Unlike Brahms, orchestral variations in this generation did not retain the structure in each variation. These were Vincent D'Indy's (1851-1931) Istar Variations (1896) and Edward Elgar's (1857-1934) Enigma Variations (1899).
The limits of romantic piano idiom were reached in the ten sonatas of Alexander Scriabin (1872-1915) and the preludes, Op. 3, No. 2 (1892), Op. 23 (1904) and Op. 32 (1910), and Piano Concertos No. 2 (1901) and No. 3 (1909) of Sergei Rachmaninov (1873-1943).
Orchestral Song Cycle
Closely related to his symphonies in style and structure were Mahler's Lieder eines fahrenden Gesellen (1883-84), Kindertotenlieder (1902) and Das Lied von der Erde (1908) for tenor and contralto.
The new generation began composing songs in the 1880's and included Mahler, Strauss (composing 1882-1901), and Hugo Wolf (1860-1903) who published his songs in volumes by a single poet: Mörike (1888), Eichendorff (1888), Goethe (1889), Spanisches Liederbuch (1890), Italienische Liederbuch (1891, '96) and Michaelangelo (1897).
Wagnerian principles of continuous music and use of leitmotives were found in the dissonant and dramatically violent Salome (1905) and Elektra (1909) by Strauss.

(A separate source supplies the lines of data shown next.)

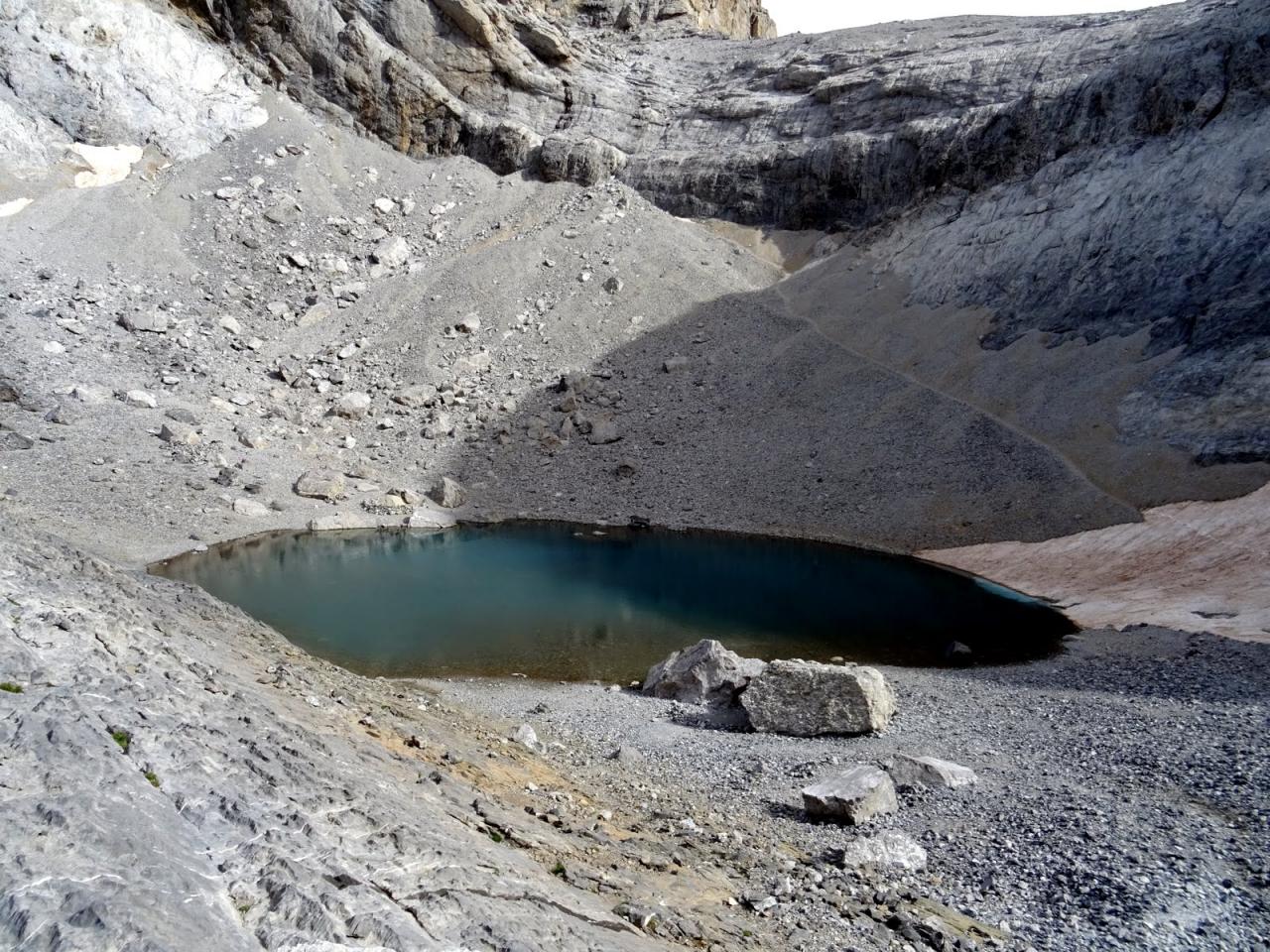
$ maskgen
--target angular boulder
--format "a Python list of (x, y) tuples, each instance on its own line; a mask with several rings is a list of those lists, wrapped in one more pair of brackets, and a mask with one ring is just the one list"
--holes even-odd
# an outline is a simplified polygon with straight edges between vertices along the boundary
[(644, 693), (690, 704), (726, 704), (766, 666), (714, 638), (702, 638), (649, 668)]
[(410, 245), (400, 235), (386, 237), (375, 246), (371, 256), (385, 268), (400, 268), (410, 260)]
[(895, 692), (876, 668), (772, 661), (740, 703), (756, 731), (796, 737), (874, 734), (890, 724)]
[(446, 509), (457, 509), (467, 501), (467, 491), (458, 480), (442, 476), (428, 490), (428, 499)]
[(329, 501), (344, 495), (344, 477), (330, 470), (309, 470), (296, 480), (296, 495), (306, 499), (325, 499)]
[(895, 754), (886, 772), (900, 790), (912, 787), (944, 787), (955, 790), (979, 782), (979, 777), (969, 767), (937, 757), (909, 757)]
[(361, 420), (371, 410), (371, 395), (356, 391), (335, 401), (333, 413), (349, 420)]
[(856, 764), (804, 787), (803, 809), (808, 816), (862, 824), (895, 812), (899, 803), (895, 784), (885, 770), (872, 764)]
[(166, 334), (170, 321), (163, 311), (141, 311), (138, 314), (121, 314), (119, 326), (133, 334)]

Verismo was the operatic version of literary realism, shown in the use of naturalistic recitative, the disappearance of coloratura and commonplace, often violent subject matter. The operas were Cavalleria rusticana (1890) by Pietro Mascagni (1863-1945), I Pagliacci (1892) by Ruggiero Leoncavallo (1858-1919), and Manon Lescaut (1893), La Bohème (1896), Tosca (1900) and Madame Butterfly (1904) by Giacomo Puccini (1858-1924).
Russian opera continued in Sadko (1897) and Le Coq d'or (1909) by Rimsky-Korsakov.
Important choral works were Elgar's oratorio Dream of Gerontius (1900) and Guerrelieder (1901), a cantata by Arnold Schoenberg (1874-1951).
Ragtime for piano by Scott Joplin (1868-1917) flourished c. 1897-1910 with an upbeat tempo and syncopated right hand, including "Maple Leaf Rag" (1899) and his opera Treemonisha (one performance in 1915).